The massacre was remembered in 1858 in a celebration organized by William Cooper Nell, a black abolitionist who saw the death of Crispus Attucks as an opportunity to demonstrate the role of African Americans in the Revolutionary War. Artwork was produced commemorating the massacre, changing the color of a victim's skin to black to emphasize Attucks' death. In 1888, the Boston Massacre Monument was erected on the Boston Common in memory of the men killed in the massacre, and the five victims were reinterred in a prominent grave in the Granary Burying Ground.

The massacre is reenacted annually on March 5 under the auspices of the Bostonian Society. The Old State House, the massacre site, and the Granary Burying Ground are part of Boston's Freedom Trail, connecting sites important in the city's history.

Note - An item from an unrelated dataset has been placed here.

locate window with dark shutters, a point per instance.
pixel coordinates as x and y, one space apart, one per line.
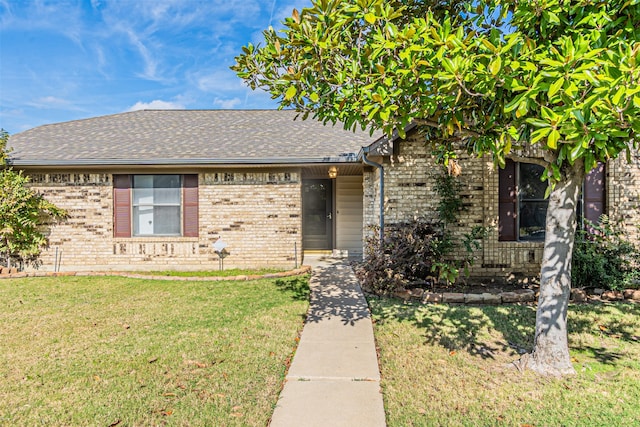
122 205
512 219
150 214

Interesting facts about the Boston Massacre

  • The British use a different name for the Boston Massacre: "The Incident on King Street."
  • More than one-half of Boston's population attended the funerals of the victims.
  • "Reasonable Doubt" was first used in the trial of British Captain Preston, who was honorably cleared of murder charges.
  • The ability to read from the Bible helped two British soldiers escape the death penalty.
  • The two soldiers who were found guilty were given reduced sentences and were branded on their thumbs with the letter M for "Manslaughter."
  • Both sides used propaganda in an attempt to make the other side look like they were in the wrong.